Hoe pruimen planten in de lente?

Strikt genomen kun je met deze boom zowel in het voorjaar als in het najaar werken. De laatste optie is echter alleen geschikt voor de zuidelijke regio's, waar dat niet het geval is koude winter, in staat een kwetsbare zaailing te vernietigen. Kortom, de hele middenzone, vooral Siberië en de Oeral, bereidt pruimen voor op planten in de lente om de kansen op beworteling en vruchtvorming te maximaliseren.

Eerst moet je beslissen op welke manier je wilt planten. In feite zijn er 3: klassiek zaaien, wortelscheuten en stekken. Daarnaast worden pruimen ook gekweekt door middel van enten. Wat te kiezen? Door eenvoudig te zaaien kun je niet de gebruikelijke variëteitpruim krijgen, maar deze zal uitgroeien tot een boom, waarop later een andere variëteit kan worden geënt. Zo’n gewas wordt een “onderstam” genoemd.

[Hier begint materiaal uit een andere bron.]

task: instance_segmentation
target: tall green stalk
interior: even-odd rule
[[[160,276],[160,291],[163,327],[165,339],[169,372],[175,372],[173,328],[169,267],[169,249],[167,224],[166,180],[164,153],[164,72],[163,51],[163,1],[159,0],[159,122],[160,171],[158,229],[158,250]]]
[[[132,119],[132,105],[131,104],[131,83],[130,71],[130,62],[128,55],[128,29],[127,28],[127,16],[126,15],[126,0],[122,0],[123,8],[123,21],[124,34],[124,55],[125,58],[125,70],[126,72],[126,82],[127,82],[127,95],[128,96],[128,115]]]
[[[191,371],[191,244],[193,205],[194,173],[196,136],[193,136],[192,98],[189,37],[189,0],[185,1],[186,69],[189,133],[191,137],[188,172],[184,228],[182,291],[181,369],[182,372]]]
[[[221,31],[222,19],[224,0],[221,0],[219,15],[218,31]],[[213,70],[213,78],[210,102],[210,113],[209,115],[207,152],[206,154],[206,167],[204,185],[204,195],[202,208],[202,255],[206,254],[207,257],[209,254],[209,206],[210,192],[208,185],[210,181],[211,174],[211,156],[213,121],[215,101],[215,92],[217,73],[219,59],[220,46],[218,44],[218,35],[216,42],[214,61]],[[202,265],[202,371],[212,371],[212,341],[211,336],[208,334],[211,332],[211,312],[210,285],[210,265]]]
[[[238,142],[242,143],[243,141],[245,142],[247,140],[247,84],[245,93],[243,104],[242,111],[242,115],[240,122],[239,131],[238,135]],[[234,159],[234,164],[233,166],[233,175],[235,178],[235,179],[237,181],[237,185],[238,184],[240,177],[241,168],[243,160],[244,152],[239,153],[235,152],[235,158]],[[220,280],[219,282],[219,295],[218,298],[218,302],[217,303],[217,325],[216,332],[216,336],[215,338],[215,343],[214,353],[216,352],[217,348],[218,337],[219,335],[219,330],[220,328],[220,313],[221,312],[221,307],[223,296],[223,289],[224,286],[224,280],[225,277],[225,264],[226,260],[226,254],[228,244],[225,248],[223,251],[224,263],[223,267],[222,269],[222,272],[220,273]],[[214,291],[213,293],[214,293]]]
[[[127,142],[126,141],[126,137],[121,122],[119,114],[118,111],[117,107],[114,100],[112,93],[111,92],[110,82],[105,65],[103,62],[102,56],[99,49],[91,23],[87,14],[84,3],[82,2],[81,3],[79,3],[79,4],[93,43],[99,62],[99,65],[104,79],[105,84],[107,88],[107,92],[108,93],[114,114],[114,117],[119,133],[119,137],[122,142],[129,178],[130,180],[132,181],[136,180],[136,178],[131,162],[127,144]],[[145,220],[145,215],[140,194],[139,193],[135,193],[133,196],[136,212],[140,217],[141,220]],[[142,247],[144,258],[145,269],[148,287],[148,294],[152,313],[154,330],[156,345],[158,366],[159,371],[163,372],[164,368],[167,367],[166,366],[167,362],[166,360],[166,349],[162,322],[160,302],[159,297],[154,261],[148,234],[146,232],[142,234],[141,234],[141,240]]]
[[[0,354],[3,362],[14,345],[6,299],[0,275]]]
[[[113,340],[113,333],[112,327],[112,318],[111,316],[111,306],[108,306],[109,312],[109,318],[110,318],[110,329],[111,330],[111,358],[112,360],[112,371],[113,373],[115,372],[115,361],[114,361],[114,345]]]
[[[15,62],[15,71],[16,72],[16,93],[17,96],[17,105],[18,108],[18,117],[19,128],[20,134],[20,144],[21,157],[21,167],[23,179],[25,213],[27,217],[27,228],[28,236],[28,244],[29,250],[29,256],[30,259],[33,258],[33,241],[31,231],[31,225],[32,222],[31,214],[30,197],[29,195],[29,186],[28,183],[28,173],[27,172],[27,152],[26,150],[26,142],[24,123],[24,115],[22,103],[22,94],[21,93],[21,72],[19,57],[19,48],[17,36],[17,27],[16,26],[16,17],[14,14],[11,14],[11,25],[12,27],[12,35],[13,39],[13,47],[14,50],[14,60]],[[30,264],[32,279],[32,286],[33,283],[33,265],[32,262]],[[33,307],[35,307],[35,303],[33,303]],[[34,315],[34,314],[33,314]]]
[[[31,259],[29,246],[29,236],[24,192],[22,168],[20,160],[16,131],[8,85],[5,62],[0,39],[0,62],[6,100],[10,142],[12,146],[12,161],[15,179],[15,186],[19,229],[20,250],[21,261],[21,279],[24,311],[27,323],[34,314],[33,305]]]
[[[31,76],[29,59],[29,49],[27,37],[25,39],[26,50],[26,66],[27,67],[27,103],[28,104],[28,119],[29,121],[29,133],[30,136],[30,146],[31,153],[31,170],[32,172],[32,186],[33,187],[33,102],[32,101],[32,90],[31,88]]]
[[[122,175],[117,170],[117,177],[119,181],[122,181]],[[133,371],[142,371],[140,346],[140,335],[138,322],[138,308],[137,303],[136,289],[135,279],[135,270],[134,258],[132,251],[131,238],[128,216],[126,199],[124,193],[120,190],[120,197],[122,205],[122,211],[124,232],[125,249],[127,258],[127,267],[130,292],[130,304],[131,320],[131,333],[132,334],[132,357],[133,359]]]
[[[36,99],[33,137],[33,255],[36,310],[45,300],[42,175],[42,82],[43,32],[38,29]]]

Voor dit doel moeten de pruimenzaden worden gewassen en gedroogd, vervolgens in water worden geplaatst en 4-5 dagen worden geweekt. Bovendien ververst het water dagelijks. Na de houdbaarheidsdatum worden de zaden verwijderd, gedroogd en in een schone glazen container met deksel geplaatst. Daar kunnen ze lang in de coulissen wachten en kunnen ze niet meteen worden afgezet. Zes maanden voor het zaaien moet je ze mengen met nauwelijks bevochtigd zand en ze daar al die 6 maanden in bewaren. De luchttemperatuur moet tussen min 10 en 1 graad worden gehouden. Deze zaden zullen dichter bij mei worden gezaaid.

Het is veel succesvoller om met gekochte zaailingen te werken, en jaarlijkse oogsten worden niet altijd gebruikt. Het zou een twee jaar oude zaailing kunnen zijn. Deze methode wordt als de belangrijkste beschouwd en vereist meer aandacht.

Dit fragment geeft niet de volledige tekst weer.